私は幼い頃からよくお母さんの携帯を借りてネットを見ていた。その時、メールを盗み見ることも覚えた。
お母さんからお姉ちゃんへのメールは、言葉を選ばずに言えば、暴言が大半を占めていた。幼いながらに、家に帰ってこない娘を心配するようなものとは思えなかった。
その頃から、お母さんはお姉ちゃんの悪口もよく言うようになった。ろくでなしとか、親不孝とか、幼い頃の私はそれを辞書で調べた。
それを見て、聞いて、私は「やっぱりお姉ちゃんは家における異分子だったんだ、いなくなって正解だ、やっと安心して暮らせる」と感じた、と思う。
そのような内容を内面化した結果か、私は徐々に姉への嫌悪を膨らませていった。確かにあまり妹のことを顧みてくれない姉ではあった。でも、姉に対する嫌悪の大部分は、伝聞から得たものだった。
今思えばこれも何というか、一種の洗脳のように思えてくる(もちろん、メールを見たことは私の勝手だが)。
年端も行かない次女にたったひとりの姉の悪口を聞かせ、仮想敵のように仕立て上げるのは些か酷ではないか。
お姉ちゃんと昔から、もっとちゃんと話しておけばよかった。まぁ、大きくなるまで連絡先知らなかったけど。

思えばお父さんのこともそうだ。お父さんも、私が小学校低学年の頃にはほぼ別居状態でほとんど家に帰ってこなかった。建前は「通勤が大変だから」となっていたが、もちろんそんなものではない。お父さんは、私が物心つく頃から夜中に暴れ散らしていた。部屋のドアの前にバリケードを作って、朝はベランダから隣の部屋へ、そしてリビングに行くような日もあった。耳を塞いでも、お父さんの狂ったような声と、お母さんの悲鳴が聞こえていた。でも、お父さんに優しくしてもらって一緒に出かけた記憶もある。お父さんは確かに、私のお父さんだった。
別居が始まってから暫くすると、ある日を境に建前は崩壊して、お母さんは「パパと一緒にいたらママが死んじゃってたかもしれない」「だって夜中怖かったでしょ?」としょっちゅう私に語りかけるようになった。
それはそうなのだが。私は私で、お父さんがお母さんを脅かす存在であったことを聞かされるのは、良い気はしなかった。だって、たったひとりの、血の繋がったお父さんだから。
癇癪持ちの人だから、お父さんに酷いことをされたこともある。でも、お父さんは、自室に私が描いた似顔絵を貼っていた。お父さんはお父さんなりに、父親をやろうとしていたのだと、思いたい。思わなければ、やっていられない。

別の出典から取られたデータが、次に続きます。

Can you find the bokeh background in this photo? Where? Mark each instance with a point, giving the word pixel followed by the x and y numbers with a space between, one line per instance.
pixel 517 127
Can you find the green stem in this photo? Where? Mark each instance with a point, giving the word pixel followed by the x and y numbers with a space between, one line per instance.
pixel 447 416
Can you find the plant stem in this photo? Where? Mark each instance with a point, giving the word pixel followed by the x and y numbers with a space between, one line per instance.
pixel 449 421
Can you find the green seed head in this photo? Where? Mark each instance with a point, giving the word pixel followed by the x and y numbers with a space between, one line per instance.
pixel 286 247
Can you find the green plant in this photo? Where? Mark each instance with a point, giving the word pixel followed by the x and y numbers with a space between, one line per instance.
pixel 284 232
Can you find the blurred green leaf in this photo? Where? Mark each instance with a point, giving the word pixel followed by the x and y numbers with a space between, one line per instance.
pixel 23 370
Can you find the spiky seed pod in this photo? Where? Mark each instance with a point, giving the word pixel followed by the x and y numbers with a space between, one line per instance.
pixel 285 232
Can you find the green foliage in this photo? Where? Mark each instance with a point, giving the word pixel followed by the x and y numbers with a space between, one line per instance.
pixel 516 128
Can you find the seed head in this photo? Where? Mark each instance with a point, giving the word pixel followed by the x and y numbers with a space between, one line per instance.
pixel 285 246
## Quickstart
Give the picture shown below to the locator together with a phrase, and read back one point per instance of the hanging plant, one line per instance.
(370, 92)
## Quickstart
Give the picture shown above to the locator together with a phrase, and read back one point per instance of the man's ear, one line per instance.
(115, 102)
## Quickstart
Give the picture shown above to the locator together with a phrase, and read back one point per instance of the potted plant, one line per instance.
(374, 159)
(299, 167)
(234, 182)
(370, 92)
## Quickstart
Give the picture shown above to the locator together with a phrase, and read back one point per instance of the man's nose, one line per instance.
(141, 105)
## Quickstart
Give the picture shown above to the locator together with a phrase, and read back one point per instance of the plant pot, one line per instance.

高校3年生の12月、受験が終わったので毎週のようにお母さんに連れられ、お父さんに未払いの養育費を払ってくださいと頼み込むのに同行することになる。それに伴い、私は18歳になって初めて、私が12歳の頃に離婚していたこと、2回再婚をしていること、養育費は未払いで後妻に貢いでいるという旨をお母さんから告げられた。全て初めて知ることだった。
6年間知らずに生きてきたのは、不思議だ。6年間、お父さんのことを考えなくていい生活をできていたのは、お母さんの功績だろう。でも、何も知らなかったのに、受験が終わった途端、突然全てを明かされるのも苦しかった。
まぁなんだ、それは、数回目の頼み込みだった。お母さんがお父さんに「娘が可哀想だと思わないの?」と言うと、お父さんは「娘なんてどうでもいい」というようなことを返した。
私はその時、お母さんにもお父さんにも気づかれないように涙を流した。なぜだか、泣いたらいけないと思った。私がその場で発した言葉は、ひとつもなかったと記憶している。
お父さんはその1年後に自死するので、それがお父さんと交わした、いや、一方的に掛けられた最後の言葉になる。
お父さんは、何を思って私がいる場でそれを言ったんだろう。お母さんがそこにいなければ、もっと違う言葉をかけてくれたのだろうか。お父さんは、 

それでも私は、お父さんのことを、お父さんと呼び続けている。

私の世界には、ずいぶん前からお母さんしかいなかった。お母さんも、私しかいなかったんだと思う。
ずっと一緒に二人きりで同じ家庭にいると、何だか価値観も距離感もバグってくる。家庭内で1:1の関係しか発生しないから、何が正しくて何が間違ってるのか分からなくなる。全部お母さんが正しいと思い込む。それは歪みと、バイアスでできている。
私は、お母さんの視点でしか物事を見られなくなる。
それにも限界が来た。
お姉ちゃんはよく、「あの人は子供のこと所有物だと思ってるから」と言う。それは間違っていないと、わかる。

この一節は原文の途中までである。